Sítio do Picapau Amarelo (1979) – Emília, Romeu e Julieta: Parte Final

“É muito triste a sua história, Shakespeare!”

Essa é, sem dúvida, UMA DAS MINHAS HISTÓRIAS FAVORITAS da temporada de 1979 do “Sítio do Picapau Amarelo”. Com roteiro de Marcos Rey, baseado na clássica história de William Shakespeare, “Emília, Romeu e Julieta” é divertida, bonita e extremamente bem conduzida, trazendo paralelos entre a história de Romeu e Julieta (e a briga entre os Montecchio e os Capuleto) com a história de Tonico e Rosinha, ali mesmo em Tucanos, além de trazer muitas visitas a Verona para “assistir à história ao vivo”. Eu amo a maneira lúdica como o “Sítio do Picapau Amarelo” consegue trazer “Romeu e Julieta” à vida, adaptando lindamente a história quase na íntegra e, surpreendentemente, sem interferências, permitindo que o texto original de Shakespeare seja conhecido.
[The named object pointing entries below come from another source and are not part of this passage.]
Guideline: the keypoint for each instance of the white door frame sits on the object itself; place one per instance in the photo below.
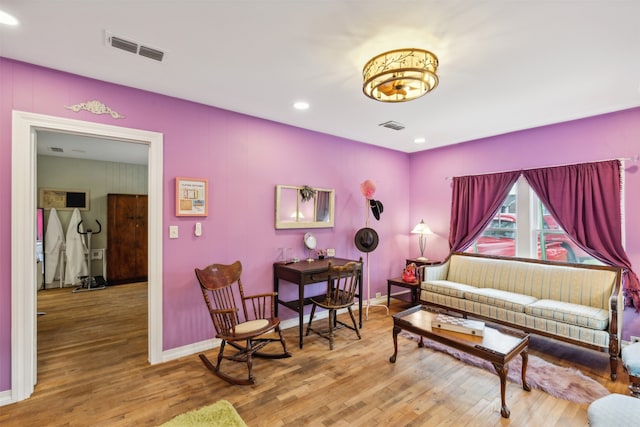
(23, 251)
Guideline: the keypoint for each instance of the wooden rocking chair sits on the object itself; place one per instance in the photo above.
(248, 335)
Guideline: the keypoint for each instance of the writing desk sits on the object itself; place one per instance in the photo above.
(305, 273)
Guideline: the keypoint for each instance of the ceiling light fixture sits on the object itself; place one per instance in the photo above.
(7, 19)
(400, 75)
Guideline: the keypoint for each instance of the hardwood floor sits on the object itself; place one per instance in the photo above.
(93, 371)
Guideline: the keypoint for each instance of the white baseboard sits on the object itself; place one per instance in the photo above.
(5, 398)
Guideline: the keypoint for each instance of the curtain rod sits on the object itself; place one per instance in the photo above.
(622, 159)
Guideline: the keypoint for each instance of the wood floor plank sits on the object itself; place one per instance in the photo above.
(93, 371)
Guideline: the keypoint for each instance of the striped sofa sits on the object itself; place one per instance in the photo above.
(574, 303)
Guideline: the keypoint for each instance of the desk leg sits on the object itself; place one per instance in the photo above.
(360, 301)
(525, 359)
(276, 288)
(396, 331)
(300, 311)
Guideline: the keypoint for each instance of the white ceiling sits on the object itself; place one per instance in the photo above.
(504, 65)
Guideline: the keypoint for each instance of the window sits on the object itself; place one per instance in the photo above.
(524, 228)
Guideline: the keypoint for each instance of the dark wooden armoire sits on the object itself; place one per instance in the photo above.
(127, 243)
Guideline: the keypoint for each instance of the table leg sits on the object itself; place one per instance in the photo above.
(396, 331)
(525, 359)
(276, 288)
(300, 311)
(502, 373)
(360, 299)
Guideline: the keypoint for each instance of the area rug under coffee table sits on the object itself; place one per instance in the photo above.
(220, 414)
(564, 383)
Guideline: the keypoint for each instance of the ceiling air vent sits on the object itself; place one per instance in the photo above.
(151, 53)
(123, 44)
(133, 47)
(392, 125)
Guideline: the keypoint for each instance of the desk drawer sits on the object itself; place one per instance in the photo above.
(315, 277)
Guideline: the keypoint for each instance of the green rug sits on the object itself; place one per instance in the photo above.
(220, 414)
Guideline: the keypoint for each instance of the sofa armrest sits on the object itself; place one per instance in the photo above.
(616, 307)
(434, 272)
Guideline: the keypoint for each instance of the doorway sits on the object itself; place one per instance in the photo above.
(23, 198)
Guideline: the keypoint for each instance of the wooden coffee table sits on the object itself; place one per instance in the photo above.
(497, 346)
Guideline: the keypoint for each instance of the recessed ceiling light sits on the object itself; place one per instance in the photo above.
(7, 19)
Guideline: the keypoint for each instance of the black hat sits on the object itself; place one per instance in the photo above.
(376, 208)
(366, 239)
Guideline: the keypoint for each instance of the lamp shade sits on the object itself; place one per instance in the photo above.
(400, 75)
(421, 228)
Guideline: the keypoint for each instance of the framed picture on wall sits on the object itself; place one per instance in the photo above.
(191, 196)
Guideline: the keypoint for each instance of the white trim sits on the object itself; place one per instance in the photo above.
(23, 201)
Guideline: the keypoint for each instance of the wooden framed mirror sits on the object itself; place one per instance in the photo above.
(304, 207)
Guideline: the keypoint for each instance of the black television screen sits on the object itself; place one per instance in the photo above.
(76, 200)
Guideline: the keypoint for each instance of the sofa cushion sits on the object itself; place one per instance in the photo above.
(446, 287)
(498, 298)
(573, 314)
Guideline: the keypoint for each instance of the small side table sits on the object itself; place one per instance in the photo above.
(418, 262)
(413, 287)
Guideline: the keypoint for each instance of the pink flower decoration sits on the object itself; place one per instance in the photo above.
(368, 189)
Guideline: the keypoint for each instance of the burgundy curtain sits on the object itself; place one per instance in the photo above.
(585, 201)
(475, 201)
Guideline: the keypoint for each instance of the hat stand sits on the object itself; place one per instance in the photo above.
(366, 206)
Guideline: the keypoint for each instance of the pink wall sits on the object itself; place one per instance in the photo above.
(244, 158)
(608, 136)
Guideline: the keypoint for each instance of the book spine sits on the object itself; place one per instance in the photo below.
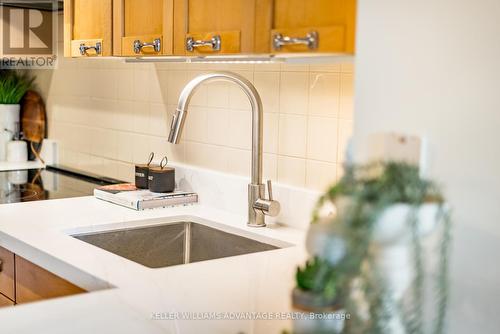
(109, 197)
(171, 201)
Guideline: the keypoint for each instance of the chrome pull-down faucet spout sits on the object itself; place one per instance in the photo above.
(258, 205)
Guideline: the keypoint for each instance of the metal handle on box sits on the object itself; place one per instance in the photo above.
(138, 45)
(311, 40)
(97, 47)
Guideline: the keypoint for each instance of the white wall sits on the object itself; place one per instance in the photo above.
(432, 68)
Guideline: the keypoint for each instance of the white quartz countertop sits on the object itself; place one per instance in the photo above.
(6, 165)
(128, 296)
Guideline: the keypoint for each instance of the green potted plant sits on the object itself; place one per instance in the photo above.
(380, 215)
(13, 86)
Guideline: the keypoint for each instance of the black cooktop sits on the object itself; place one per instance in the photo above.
(50, 183)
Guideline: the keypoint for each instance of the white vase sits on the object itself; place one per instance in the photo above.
(393, 252)
(9, 117)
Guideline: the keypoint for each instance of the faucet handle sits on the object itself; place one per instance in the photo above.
(269, 207)
(270, 189)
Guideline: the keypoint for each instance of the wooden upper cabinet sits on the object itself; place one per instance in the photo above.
(313, 26)
(218, 27)
(87, 28)
(142, 27)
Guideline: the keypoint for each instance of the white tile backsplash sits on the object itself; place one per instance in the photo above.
(108, 114)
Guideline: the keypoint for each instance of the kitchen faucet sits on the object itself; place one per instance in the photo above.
(258, 205)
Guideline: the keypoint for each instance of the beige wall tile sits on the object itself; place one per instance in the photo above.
(159, 118)
(141, 148)
(322, 140)
(103, 143)
(346, 96)
(324, 98)
(239, 161)
(271, 132)
(293, 92)
(196, 124)
(320, 175)
(217, 123)
(345, 133)
(240, 129)
(292, 171)
(268, 86)
(207, 156)
(292, 131)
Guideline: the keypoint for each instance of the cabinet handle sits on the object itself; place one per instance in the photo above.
(97, 47)
(156, 44)
(311, 40)
(214, 43)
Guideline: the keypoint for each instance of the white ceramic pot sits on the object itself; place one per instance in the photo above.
(9, 117)
(393, 252)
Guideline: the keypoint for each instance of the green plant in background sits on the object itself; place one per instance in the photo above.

Para mim, essa é uma das grandes vantagens de “Emília, Romeu e Julieta”. Apaixonado por Shakespeare desde a faculdade, graças a uma professora minha, é muito bom ver a história ganhar vida, e eu não acho que a versão de 2001 a 2007 teria feito essa história contando a história de “Romeu e Julieta” como realmente está na peça original. Aqui, temos uma carinha de “Sítio do Picapau Amarelo” garantida pela presença de Pedrinho, Narizinho e Emília em Verona, mas eles são mais espectadores que qualquer coisa… sua ação, de fato, está concentrada em Tucanos, tentando “mudar o final da peça” ou tentando ajudar Rosinha e Tonico a viverem o seu amor, enquanto uma encenação bastante fiel de “Romeu e Julieta” acontece em Verona.
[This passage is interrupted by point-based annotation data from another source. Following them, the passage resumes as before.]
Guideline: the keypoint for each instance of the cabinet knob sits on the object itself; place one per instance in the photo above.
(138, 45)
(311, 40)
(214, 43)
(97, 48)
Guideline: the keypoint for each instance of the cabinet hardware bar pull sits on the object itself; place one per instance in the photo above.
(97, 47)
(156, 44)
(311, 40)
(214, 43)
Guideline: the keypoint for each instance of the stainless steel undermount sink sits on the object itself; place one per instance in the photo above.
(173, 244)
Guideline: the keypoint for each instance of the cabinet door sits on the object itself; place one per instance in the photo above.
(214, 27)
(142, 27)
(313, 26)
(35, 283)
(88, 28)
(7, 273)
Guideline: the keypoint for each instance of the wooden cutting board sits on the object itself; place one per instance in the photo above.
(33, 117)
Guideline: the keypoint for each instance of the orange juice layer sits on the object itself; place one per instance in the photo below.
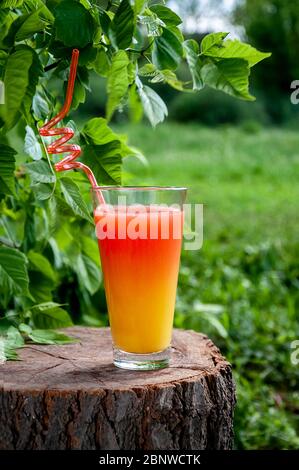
(140, 276)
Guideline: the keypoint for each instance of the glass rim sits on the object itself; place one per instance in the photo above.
(139, 188)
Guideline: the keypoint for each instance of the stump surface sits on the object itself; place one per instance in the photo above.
(72, 397)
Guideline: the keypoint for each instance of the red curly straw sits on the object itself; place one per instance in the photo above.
(60, 146)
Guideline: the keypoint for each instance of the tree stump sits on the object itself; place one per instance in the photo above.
(72, 397)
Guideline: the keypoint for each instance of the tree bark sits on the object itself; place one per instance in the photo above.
(72, 397)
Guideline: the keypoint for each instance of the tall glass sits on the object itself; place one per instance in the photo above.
(139, 231)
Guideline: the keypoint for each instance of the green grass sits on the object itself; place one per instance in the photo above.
(249, 263)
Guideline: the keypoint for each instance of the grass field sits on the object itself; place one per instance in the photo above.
(248, 268)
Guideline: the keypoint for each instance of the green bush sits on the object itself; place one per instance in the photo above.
(212, 108)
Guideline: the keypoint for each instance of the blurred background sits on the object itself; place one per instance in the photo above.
(241, 160)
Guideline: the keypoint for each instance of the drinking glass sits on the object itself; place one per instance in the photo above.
(139, 231)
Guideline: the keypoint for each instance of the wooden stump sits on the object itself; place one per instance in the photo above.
(72, 397)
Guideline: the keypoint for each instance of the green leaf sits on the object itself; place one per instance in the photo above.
(11, 3)
(147, 70)
(89, 274)
(50, 337)
(118, 81)
(135, 105)
(101, 63)
(103, 151)
(40, 263)
(166, 15)
(25, 26)
(16, 82)
(191, 49)
(42, 191)
(211, 41)
(50, 315)
(13, 273)
(139, 5)
(167, 51)
(24, 328)
(74, 199)
(237, 50)
(105, 21)
(230, 76)
(153, 24)
(154, 107)
(74, 25)
(14, 339)
(7, 167)
(40, 172)
(32, 145)
(122, 26)
(40, 105)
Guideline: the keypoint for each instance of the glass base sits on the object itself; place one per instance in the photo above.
(132, 361)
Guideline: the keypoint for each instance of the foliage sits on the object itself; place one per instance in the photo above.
(273, 24)
(45, 216)
(241, 288)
Tem a identidade do “Sítio”, sem deixar de ser extremamente respeitoso à obra original.

É uma história INCRÍVEL!

Severina, a mãe de Tonico, é a primeira a ceder… ao ver o filho triste por causa da notícia/boato de que Rosinha vai se casar com Luciano (!), ela diz que, se sua felicidade depende disso, ela está disposta a ir falar com Antenor, mas já é tarde demais – ela deveria ter despertado para isso antes. Agora, Tonico já perdeu as esperanças, e uma série de mal-entendidos acaba afastando ele e Rosinha cada vez mais… e ele está disposto a ir embora com a companhia de teatro do Seu Alaor, para encenar outra peça de William Shakespeare na próxima cidade, seja ela qual for. Preocupada com a possibilidade de o filho ir embora, Dona Severina resolve fazer alguma coisa, e até volta ao Sítio do Picapau Amarelo para falar com Dona Benta e dizer que Antenor não vai encontrar ninguém melhor que seu filho para Rosinha

Sabe o que eu amo aqui? O QUANTO A DONA BENTA É MARAVILHOSA! Eu gosto de como ela é uma senhora sábia e educada, mas como ela também é direta e sincera, e então ela diz o que todos queriam dizer: que foram eles mesmos que complicaram tudo. Dona Benta diz que metade da culpa dessa infelicidade cabe, sim, ao Antenor, mas a outra metade é dela… tem como Dona Benta ser mais perfeita?! Mesmo assim, ela vai ajudar, é claro, e Dona Benta pede que o Visconde leve Severina para falar com Antenor. Ela sugere que eles parem com essa briga de família que dura mais de 50 anos e eles nem se lembram mais do motivo, e ele “concorda”, mas diz que não pode consentir com o casamento porque Rosa está namorando com o Luciano e vai se casar.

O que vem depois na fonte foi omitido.